Insights in visualizations for two continuous fields

Insights for two continuous fields are available when a visualization involves two continuous fields and an optional categorical group or points field.

Overview

Use visualizations such as scatter plot for the two continuous fields, possibly sliced by categories of the group field. The main goal is to detect any relationship between the continuous field and include the categorical group field as well. The results contain predictive strength of discovered relationship, the relationship description provided by fit lines, and any points with large discrepancy from the fit lines as meaningful differences.

Algorithms

IBM® Cognos Analytics computes multiple regression models that involve one of the continuous fields as the response, and the other continuous fields as an explanatory field. The optional categorical group field is used as a model factor. In addition to additive model contributions corresponding to the explanatory field, Cognos Analytics considers the square of the explanatory field and any interaction terms that include a factor. A regression model that provides an optimal fit for the data is selected from a number of possible models. The corresponding fit line is derived from a linear or quadratic model. In the case where an optional categorical group field has been supplied, it can produce a different line or quadratic curve for each category of the factor. A factor with up to three categories is currently considered in order not to overload the visualization.

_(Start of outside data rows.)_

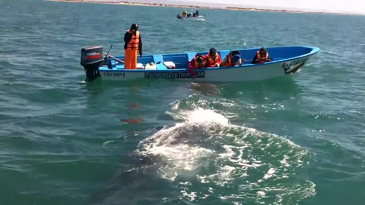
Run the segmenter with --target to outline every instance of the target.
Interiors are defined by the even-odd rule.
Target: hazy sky
[[[173,0],[176,1],[205,2],[241,4],[247,6],[328,10],[331,11],[353,11],[365,13],[365,0]]]

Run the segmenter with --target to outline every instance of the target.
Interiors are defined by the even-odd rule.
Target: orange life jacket
[[[237,64],[238,64],[237,63],[232,63],[232,57],[231,56],[231,55],[228,54],[227,55],[227,62],[224,63],[224,66],[226,66],[227,67],[231,66],[237,66]]]
[[[131,34],[132,32],[130,30],[128,30],[127,32]],[[137,31],[136,31],[136,35],[134,35],[134,34],[132,34],[132,39],[127,44],[127,50],[138,50],[139,48],[139,32]]]
[[[214,65],[216,63],[218,62],[218,61],[219,60],[219,59],[218,58],[218,54],[215,55],[215,57],[213,58],[213,57],[210,55],[210,54],[208,54],[205,57],[208,58],[208,60],[209,61],[209,63],[211,65]]]
[[[269,57],[269,53],[266,52],[266,56],[262,57],[260,55],[260,51],[257,51],[257,62],[259,63],[263,63],[266,62],[266,60]]]

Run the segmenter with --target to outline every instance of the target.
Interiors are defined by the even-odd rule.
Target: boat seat
[[[222,59],[222,61],[223,61],[224,58],[226,58],[226,56],[229,54],[229,51],[222,51],[220,53],[220,58]]]

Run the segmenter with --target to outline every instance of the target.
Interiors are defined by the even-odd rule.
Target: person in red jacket
[[[205,67],[207,63],[207,57],[204,55],[200,54],[196,55],[195,57],[189,62],[189,68],[188,70],[192,76],[195,77],[195,73],[194,72],[194,69],[203,68]]]
[[[222,62],[220,56],[217,53],[217,50],[215,49],[211,49],[209,50],[209,53],[205,55],[205,57],[207,59],[205,63],[205,67],[219,67],[219,65]]]

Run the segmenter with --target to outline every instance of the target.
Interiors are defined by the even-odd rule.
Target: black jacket
[[[124,49],[127,49],[127,45],[129,43],[132,39],[132,34],[130,34],[128,32],[126,32],[124,35]],[[139,54],[142,53],[142,40],[141,38],[141,33],[139,33],[139,42],[138,43],[138,52]]]
[[[273,60],[271,58],[270,58],[270,57],[268,55],[268,58],[267,58],[267,59],[268,59],[268,60],[269,60],[268,61],[266,62],[272,61],[273,61]],[[257,62],[257,61],[256,61],[257,59],[257,53],[256,54],[256,55],[255,55],[255,57],[253,57],[253,59],[252,59],[252,61],[251,61],[251,64],[255,64],[256,63],[258,63],[258,62]]]

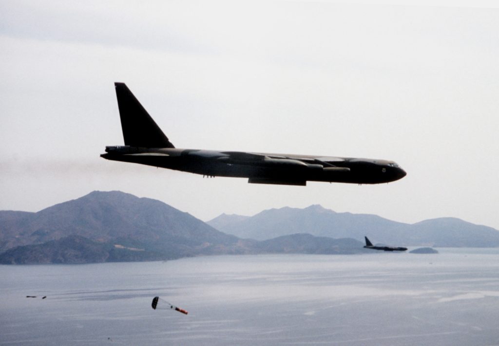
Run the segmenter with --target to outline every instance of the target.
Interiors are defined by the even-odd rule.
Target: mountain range
[[[95,191],[37,212],[0,211],[0,263],[164,260],[258,253],[362,253],[397,246],[495,247],[499,232],[459,219],[414,224],[320,205],[222,214],[205,223],[154,199]],[[352,239],[353,238],[353,239]]]
[[[306,242],[300,239],[306,238]],[[155,199],[95,191],[38,212],[0,211],[0,263],[160,260],[262,253],[354,253],[360,241],[289,235],[259,242],[215,229]]]
[[[458,218],[440,218],[410,224],[375,215],[337,213],[318,205],[304,209],[271,209],[253,216],[223,214],[207,223],[226,233],[259,240],[307,233],[359,240],[367,236],[376,242],[397,246],[499,246],[497,230]]]

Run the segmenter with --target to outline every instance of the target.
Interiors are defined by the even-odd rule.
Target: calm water
[[[0,266],[0,345],[499,345],[499,249],[439,251]]]

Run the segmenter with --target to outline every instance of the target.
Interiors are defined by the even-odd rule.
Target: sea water
[[[499,249],[438,250],[2,265],[0,345],[499,345]]]

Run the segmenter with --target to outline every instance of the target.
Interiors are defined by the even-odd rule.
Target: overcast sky
[[[320,204],[499,229],[499,9],[432,3],[0,0],[0,209],[120,190],[204,220]],[[274,186],[105,160],[123,143],[115,81],[177,148],[386,159],[408,175]]]

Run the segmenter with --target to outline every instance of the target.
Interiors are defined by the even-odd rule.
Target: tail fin
[[[125,145],[175,148],[124,83],[115,83]]]
[[[364,238],[366,238],[366,246],[372,246],[372,243],[367,239],[367,237],[364,237]]]

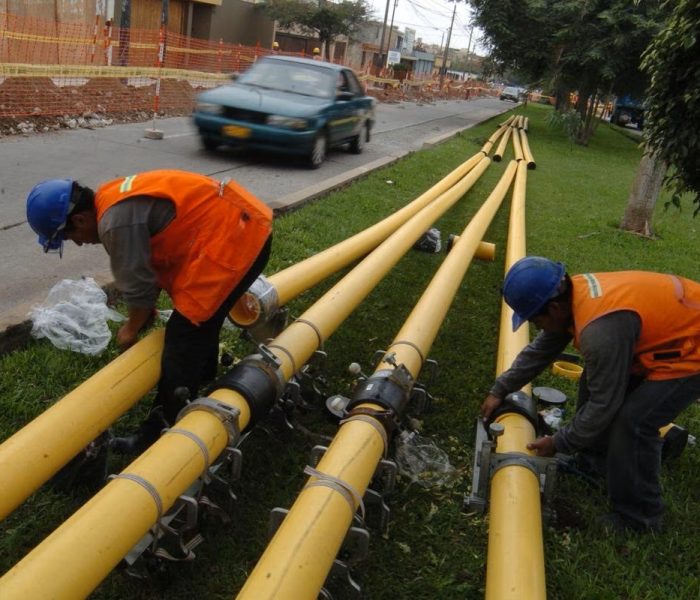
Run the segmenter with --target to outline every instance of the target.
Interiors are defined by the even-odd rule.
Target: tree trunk
[[[666,169],[666,163],[658,160],[647,148],[639,163],[620,229],[647,237],[654,235],[651,218],[661,192]]]

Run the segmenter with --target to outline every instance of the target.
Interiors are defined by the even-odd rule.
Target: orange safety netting
[[[0,118],[156,107],[187,114],[199,90],[269,53],[168,32],[161,64],[159,36],[158,29],[120,29],[99,18],[89,25],[0,13]]]

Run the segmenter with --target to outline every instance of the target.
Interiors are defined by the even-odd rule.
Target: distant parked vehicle
[[[296,154],[315,169],[331,147],[362,152],[374,103],[347,67],[268,56],[233,83],[200,94],[192,117],[208,150],[228,145]]]
[[[513,102],[520,102],[520,90],[516,87],[503,88],[503,91],[501,92],[499,98],[501,100],[511,100]]]
[[[615,99],[610,122],[613,125],[636,125],[637,129],[644,128],[644,105],[641,100],[632,96],[622,96]]]

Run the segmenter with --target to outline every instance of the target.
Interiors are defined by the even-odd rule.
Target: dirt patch
[[[8,77],[0,84],[0,136],[146,121],[153,117],[156,83],[136,83],[100,77],[56,85],[48,77]],[[189,115],[196,95],[187,81],[161,80],[159,116]]]

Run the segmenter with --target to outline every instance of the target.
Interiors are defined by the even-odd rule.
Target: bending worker
[[[194,399],[216,375],[224,319],[269,258],[272,211],[236,183],[160,170],[96,192],[44,181],[27,198],[27,220],[44,252],[62,254],[64,240],[104,246],[129,312],[117,333],[121,350],[150,324],[161,289],[172,300],[153,410],[134,435],[112,440],[117,452],[142,452],[184,406],[176,390]]]
[[[700,284],[644,271],[569,277],[561,263],[530,256],[508,271],[503,296],[513,330],[530,321],[540,332],[496,379],[482,416],[573,340],[585,361],[576,413],[529,448],[578,452],[606,477],[607,529],[660,530],[659,428],[700,397]]]

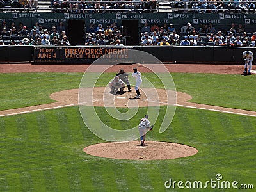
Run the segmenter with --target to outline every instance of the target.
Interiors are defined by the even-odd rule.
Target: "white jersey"
[[[143,118],[140,120],[140,124],[139,124],[139,129],[141,128],[149,128],[149,124],[150,124],[149,120],[148,120],[146,118]]]
[[[137,71],[136,73],[132,73],[132,76],[135,78],[136,82],[142,82],[141,73]]]
[[[246,51],[243,52],[243,56],[244,56],[246,59],[250,60],[252,58],[253,58],[253,54],[252,51],[249,51],[249,54],[248,55],[246,54]]]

Each point in a visualization represents a number of rows in the data and it is defined by the Points field. Corresponding row counts that are based on the response field define frequency weights that are used for building the regression models. Regression weights are used independently of frequency weight when Cognos Analytics computes the regression models.

Details

Two continuous fields

When Cognos Analytics applies multiple linear regression for two continuous fields, one is chosen as the response and the other as an explanatory field in the model. Cognos Analytics considers both linear and quadratic model terms. If the quadratic model is significant based on the F test and its relative predictive strength improvement is more than 10% over the linear model, Cognos Analytics reports its predictive strength and displays the quadratic curve based on the computed model. This curve displays predicted values of the response based on the corresponding values of the explanatory field. Otherwise, linear predictor model is considered. If it is significant and its predictive strength is larger than 10%, Cognos Analytics reports its predictive strength and displays a line representing the predicted values of the response field based on the corresponding explanatory values. If the linear model does not qualify, the mean is reported as the fit line and no relationship is reported between the two continuous fields.

When linear or quadratic relationship is detected, Cognos Analytics also inspects the differences between predicted and observed values of the response field. These differences are called residuals and Cognos Analytics conducts studentized residuals test to detect outliers. Points with large departure from the discovered relationships are displayed under meaningful differences in the corresponding chart.

Restrictions
The following table describes the conditions that determine whether insights are suggested for this algorithm.
Response Explanatory Group Weight Points Insight
Exactly 1

Summarization level = any

Continuous
Exactly 1

Continuous

N/A Optional

Continuous

Optional

Any

Predictive strength

Fit line

Meaningful differences

Categorical group field

When a categorical group field is specified in addition to two continuous fields, it is used as a factor in the multiple linear regression where one of the two continuous fields is chosen as the response field and the other as an explanatory field. Cognos Analytics considers linear and quadratic model terms for continuous explanatory combined with contributions from the factor. If the quadratic model or linear model that include the factor is significant based on the F test and its relative predictive strength improvement is more than 10% over the linear model with continuous explanatory only, Cognos Analytics generates four extra models. These models include all possible interactions of continuous explanatory and factor. A model with the maximum adjusted R-squared that is also significant is selected as the final model. It is used to create a fit line for each category of the categorical predictor. Otherwise, the linear model with continuous explanatory is tested for significance and reported if its predictive strength is greater than 10%. If the linear model does not qualify, no reliable relationship among fields is established and the overall mean is reported as the fit line.

When a reliable relationship is detected, Cognos Analytics also checks for difference between the predicted and observed values of the response field. Cognos Analytics conducts studentized residuals test to detect outliers and display them under meaningful differences in the corresponding chart.

Restrictions
The following table describes the conditions that determine whether insights are suggested for this algorithm.
Response Explanatory Group Weight Points Insight
Exactly 1

Summarization level = any

Continuous

Exactly 1

Continuous

Exactly 1

Categorical

Optional

Any

Optional

Any

Predictive strength

Fit line

Meaningful differences

Regression weights field

An optional continuous field can be used to specify regression weights for the model. Regression weight for an available value corresponds to influence of the observation on the computed model parameters.